L’Union européenne oublie le facteur russe dans ses négociations avec les États du Partenariat oriental
Depuis dix ans l’Union européenne s’efforce de consolider ses relations diplomatiques avec ses voisins. D’abord de manière globale, avec, en 2004, le lancement de la Politique européenne de voisinage (PEV), qui s’adresse à tous les États frontaliers qu’ils se trouvent au Sud ou à l’Est de l’Union. Puis, en 2009, elle décide de régionaliser sa politique étrangère dans le cadre de la PEV en instaurant, pour ses voisins de l’Est, le Partenariat oriental, un instrument qui s’adresse exclusivement aux six États qui constituent ce que l’on nomme le voisinage commun avec la Russie: la Biélorussie, la Moldavie, l’Ukraine, l’Azerbaïdjan, l’Arménie et la Géorgie. Le Sommet du Partenariat oriental, organisé par la Présidence lituanienne de l’Union européenne à Vilnius, les 28 et 29 novembre derniers, devait se solder par la signature d’accords d’association entre l’Union européenne et certains de ses partenaires orientaux. Des avancées significatives dans les négociations en cours depuis quatre ans avec les autres étaient attendues. Le Sommet ne devait être qu’une formalité, jusqu’à ce que la Russie, cet été, décide d’entrer dans le jeu, en proposant à certains des États concernés un projet concurrent: celui d’une Union eurasienne, une intégration à terme à la fois économique et politique, un équivalent réussi de l’Union européenne selon les mots du président russe Vladimir Poutine. Ni la Géorgie, clairement anti-russe et pro-européenne, ni l’Azerbaïdjan, suffisamment puissant économiquement pour être indépendant, n’étaient visés par cette proposition. En revanche, la Russie a mis tous les moyens en œuvre pour faire pencher les gouvernements ukrainien et arménien en sa faveur. L’Ukraine a même subi un sort tout particulier, en raison des penchants ouvertement pro-européens d’une partie de sa population et de l’intérêt stratégique de l’Ukraine pour la Russie. Elle a donc dû choisir entre une future union avec la Russie et un accord avec l’Union européenne, sous la menace de sévères répressions économiques de la part de la Russie. Il est important de souligner à cet égard que Vladimir Poutine n’a pas soumis l’Arménie au même traitement: bien que le président arménien ait lui aussi subi des pressions avant de dire oui à l’Union eurasienne en septembre, le président russe l’a laissé confirmer, le 29 novembre à Vilnius, sa volonté de continuer les négociations avec l’Union européenne dans le cadre du Partenariat oriental
L’Union européenne ne s’est pas montrée à la hauteur pour défendre et sauver le Partenariat oriental, elle s’est concentrée sur les éléments techniques alors que la Russie a fait de la politique. L’Union européenne a pris le risque de poser comme condition à la signature de l’accord d’association, la libération, ou au moins le transfert en Allemagne, de l’ancien Premier ministre, Ioulia Timochenko, incarcérée depuis 2011. Le résultat semble sans appel: à Vilnius, le président ukrainien Viktor Ianoukovitch a reporté la signature, allant depuis jusqu'à évoquer une renégociation de l'accord – pourtant déjà paraphé – avec l’Union européenne.

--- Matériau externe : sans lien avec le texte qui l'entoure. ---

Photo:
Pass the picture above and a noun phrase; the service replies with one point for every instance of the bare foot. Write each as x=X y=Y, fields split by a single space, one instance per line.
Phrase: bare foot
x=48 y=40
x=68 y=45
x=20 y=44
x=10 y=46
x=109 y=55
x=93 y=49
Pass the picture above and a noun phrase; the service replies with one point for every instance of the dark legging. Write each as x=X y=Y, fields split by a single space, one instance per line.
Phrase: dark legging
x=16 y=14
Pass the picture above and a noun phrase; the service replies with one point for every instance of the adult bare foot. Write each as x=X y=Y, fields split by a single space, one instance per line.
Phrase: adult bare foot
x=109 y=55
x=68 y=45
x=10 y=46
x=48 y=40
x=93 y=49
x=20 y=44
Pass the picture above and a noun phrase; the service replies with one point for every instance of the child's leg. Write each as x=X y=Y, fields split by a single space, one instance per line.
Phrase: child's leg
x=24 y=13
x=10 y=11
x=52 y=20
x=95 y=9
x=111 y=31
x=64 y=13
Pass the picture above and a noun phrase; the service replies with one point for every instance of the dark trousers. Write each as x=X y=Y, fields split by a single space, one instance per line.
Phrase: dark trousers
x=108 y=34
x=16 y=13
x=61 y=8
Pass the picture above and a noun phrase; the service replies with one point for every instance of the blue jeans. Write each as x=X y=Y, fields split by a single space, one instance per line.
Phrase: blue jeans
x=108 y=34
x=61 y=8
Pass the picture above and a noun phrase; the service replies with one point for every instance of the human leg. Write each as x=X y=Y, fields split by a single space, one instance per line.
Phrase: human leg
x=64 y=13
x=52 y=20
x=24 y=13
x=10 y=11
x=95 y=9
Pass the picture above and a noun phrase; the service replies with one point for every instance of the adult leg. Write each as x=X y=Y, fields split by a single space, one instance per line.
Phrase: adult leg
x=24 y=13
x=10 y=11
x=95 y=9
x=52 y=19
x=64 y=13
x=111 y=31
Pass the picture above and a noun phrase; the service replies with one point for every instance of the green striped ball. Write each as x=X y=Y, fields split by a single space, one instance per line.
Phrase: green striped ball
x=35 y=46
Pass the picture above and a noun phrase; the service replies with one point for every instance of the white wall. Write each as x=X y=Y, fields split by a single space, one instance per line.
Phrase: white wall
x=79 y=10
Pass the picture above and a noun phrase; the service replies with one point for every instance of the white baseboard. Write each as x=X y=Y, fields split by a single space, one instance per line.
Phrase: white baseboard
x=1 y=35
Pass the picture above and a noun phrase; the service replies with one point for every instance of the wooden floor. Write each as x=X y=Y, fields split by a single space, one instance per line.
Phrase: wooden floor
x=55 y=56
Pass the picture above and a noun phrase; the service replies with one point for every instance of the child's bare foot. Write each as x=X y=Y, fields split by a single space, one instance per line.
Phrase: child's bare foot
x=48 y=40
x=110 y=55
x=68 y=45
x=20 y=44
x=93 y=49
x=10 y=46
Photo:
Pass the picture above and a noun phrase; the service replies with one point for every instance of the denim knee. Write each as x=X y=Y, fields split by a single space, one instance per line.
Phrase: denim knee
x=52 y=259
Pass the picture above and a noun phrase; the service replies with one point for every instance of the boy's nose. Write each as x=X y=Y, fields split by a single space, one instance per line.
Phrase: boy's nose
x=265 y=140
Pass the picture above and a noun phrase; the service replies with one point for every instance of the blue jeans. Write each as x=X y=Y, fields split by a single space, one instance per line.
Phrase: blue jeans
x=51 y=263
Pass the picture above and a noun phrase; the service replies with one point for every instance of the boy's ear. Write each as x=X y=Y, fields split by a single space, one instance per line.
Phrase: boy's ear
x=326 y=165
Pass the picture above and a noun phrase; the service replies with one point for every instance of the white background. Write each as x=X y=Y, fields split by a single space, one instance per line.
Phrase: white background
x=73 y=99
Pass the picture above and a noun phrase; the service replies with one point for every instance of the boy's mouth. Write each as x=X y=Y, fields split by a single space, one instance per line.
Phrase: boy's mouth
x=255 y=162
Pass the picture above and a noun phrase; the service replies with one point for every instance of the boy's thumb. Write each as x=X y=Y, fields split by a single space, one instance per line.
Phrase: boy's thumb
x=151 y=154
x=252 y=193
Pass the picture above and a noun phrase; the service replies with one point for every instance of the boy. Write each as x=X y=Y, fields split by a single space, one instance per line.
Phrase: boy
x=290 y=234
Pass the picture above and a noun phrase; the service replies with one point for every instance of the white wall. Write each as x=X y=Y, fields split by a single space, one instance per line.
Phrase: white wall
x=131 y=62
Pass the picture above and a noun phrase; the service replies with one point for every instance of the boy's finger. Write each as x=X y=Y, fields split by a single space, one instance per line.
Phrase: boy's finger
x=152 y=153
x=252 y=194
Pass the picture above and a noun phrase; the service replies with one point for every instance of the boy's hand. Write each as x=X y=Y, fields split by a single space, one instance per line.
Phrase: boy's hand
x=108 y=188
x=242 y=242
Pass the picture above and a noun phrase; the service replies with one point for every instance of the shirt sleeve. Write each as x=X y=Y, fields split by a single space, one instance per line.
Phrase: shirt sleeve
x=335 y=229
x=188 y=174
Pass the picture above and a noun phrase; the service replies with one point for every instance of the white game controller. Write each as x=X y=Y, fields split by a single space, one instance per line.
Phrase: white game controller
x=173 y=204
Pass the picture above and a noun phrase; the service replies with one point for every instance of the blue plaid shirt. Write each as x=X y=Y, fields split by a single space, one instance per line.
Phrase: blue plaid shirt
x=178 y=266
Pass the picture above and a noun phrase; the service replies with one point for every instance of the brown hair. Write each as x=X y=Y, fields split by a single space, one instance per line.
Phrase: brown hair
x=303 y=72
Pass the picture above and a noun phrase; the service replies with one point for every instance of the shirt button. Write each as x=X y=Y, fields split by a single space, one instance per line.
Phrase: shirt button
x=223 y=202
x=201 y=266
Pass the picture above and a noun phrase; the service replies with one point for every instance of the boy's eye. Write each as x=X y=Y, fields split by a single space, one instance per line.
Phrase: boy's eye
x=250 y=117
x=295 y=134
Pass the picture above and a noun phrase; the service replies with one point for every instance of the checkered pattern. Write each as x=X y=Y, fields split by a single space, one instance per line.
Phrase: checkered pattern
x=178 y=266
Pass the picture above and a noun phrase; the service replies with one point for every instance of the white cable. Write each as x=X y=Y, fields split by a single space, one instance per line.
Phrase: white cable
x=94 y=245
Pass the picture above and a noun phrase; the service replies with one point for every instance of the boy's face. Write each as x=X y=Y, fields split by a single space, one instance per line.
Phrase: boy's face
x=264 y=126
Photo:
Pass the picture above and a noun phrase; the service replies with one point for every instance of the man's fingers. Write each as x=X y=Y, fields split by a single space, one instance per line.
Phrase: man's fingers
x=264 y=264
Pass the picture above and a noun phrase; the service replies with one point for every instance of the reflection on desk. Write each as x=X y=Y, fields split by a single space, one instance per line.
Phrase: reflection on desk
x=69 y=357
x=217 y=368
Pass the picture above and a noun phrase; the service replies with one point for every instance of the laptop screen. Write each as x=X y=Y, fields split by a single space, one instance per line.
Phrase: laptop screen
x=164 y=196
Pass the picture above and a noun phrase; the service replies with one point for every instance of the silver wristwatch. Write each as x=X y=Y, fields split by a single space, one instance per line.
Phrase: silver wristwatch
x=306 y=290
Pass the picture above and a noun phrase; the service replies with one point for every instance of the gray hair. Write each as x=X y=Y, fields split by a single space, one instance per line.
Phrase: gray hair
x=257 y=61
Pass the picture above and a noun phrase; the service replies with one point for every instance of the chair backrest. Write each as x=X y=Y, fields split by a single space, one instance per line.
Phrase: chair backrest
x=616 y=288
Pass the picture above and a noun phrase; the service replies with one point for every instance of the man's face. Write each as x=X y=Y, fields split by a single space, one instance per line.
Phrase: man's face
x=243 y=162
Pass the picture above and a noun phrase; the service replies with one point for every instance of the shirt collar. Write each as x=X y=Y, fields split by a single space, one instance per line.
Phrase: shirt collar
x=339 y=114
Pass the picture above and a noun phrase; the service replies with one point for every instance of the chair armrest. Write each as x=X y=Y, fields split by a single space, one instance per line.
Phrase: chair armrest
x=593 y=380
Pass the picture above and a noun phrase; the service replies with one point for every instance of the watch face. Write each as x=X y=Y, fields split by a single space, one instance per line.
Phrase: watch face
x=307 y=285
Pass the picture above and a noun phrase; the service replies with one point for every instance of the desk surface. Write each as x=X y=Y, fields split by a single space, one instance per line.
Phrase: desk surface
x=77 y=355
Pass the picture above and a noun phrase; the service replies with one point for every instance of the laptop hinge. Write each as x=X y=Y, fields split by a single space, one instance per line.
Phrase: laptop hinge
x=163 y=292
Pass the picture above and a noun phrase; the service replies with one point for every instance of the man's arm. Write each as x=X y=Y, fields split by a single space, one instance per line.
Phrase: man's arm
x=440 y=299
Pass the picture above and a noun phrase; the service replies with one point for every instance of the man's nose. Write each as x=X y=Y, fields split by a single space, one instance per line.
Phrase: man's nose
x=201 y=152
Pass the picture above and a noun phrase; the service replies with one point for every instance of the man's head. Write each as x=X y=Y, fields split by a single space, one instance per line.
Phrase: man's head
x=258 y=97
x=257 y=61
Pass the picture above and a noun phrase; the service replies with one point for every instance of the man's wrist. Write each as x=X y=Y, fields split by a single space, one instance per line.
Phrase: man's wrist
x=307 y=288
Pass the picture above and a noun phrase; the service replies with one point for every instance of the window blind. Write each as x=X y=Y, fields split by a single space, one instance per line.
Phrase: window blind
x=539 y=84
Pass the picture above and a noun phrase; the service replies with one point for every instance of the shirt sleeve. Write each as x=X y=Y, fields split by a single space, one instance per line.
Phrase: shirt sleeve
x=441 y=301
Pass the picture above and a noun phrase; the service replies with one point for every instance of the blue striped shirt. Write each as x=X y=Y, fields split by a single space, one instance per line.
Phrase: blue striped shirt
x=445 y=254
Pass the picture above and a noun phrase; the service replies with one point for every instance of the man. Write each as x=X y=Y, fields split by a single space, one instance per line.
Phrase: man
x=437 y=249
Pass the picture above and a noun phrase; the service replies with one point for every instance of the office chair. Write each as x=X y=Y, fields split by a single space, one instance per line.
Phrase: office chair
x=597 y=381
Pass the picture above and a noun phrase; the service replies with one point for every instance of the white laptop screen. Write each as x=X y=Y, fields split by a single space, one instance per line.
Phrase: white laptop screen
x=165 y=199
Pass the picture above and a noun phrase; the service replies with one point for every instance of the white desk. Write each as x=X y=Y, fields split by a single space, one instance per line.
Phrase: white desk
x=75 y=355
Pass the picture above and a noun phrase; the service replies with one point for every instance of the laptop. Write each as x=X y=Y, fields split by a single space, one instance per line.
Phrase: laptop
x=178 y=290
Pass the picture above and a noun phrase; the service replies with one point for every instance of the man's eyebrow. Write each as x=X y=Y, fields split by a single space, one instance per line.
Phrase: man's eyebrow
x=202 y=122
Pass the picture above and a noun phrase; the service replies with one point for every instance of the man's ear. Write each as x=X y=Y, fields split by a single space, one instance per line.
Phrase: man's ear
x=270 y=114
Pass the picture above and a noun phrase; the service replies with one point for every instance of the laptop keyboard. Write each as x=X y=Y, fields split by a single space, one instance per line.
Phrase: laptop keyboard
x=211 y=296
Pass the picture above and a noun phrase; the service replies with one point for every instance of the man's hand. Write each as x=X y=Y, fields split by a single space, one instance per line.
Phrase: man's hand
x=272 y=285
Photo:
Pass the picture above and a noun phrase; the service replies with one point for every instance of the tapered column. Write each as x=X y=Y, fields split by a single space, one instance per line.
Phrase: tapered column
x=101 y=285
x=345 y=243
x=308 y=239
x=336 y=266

Des présidents ukrainien et russe confrontés à la force de la démocratie
Mais une partie importante des citoyens ukrainiens ne semble pas prête à accepter que son pays se plie aux volontés du Président russe, si elle estime que cela n’est pas dans son intérêt. Ce refus est d’autant plus fort que Ianoukovich s’était fait élire sur un programme clairement pro-européen. En 2004 déjà, au cours de ce que l’on a appelé la Révolution orange, les Ukrainiens ont massivement protesté contre les résultats de l’élection présidentielle selon eux frauduleuse, qui avait donné Viktor Ianoukovitch vainqueur au deuxième tour. Les manifestants eurent alors gain de cause: la Cour suprême annula le scrutin et Viktor Iouchtchenko emporta la nouvelle élection avec 52 % des voix, contre 44 % pour son rival Viktor Ianoukovitch. Ce dernier revint malgré cela au pouvoir, en 2010, en raison notamment de scandales de corruption qui avaient fini par ruiner la crédibilité du gouvernement de Ioulia Timochenko. Aujourd’hui les Ukrainiens sont à nouveau dans la rue, nombreux, persistants – les températures sont déjà négatives en ce moment à Kiev – réclamant la démission de leur Président, des élections anticipées et la reprise immédiate du rapprochement avec l’Union européenne. Dans les deux cas, la Russie a fortement influencé la politique ukrainienne. C’est probablement ce qui a, à chaque fois, profondément irrité les citoyens ukrainiens, et en particulier les Ukrainiens pro-européens qui se battent pour une Ukraine indépendante de la Russie. Après ces deux événements, à presque dix ans d’intervalle, la Russie peine à considérer que l’Ukraine évolue de manière autonome et indépendante, que l’URSS n’est plus, et que les Ukrainiens, ayant pris goût à la démocratie, sont décidés à utiliser sans hésitation les pouvoirs qu’elle leur donne.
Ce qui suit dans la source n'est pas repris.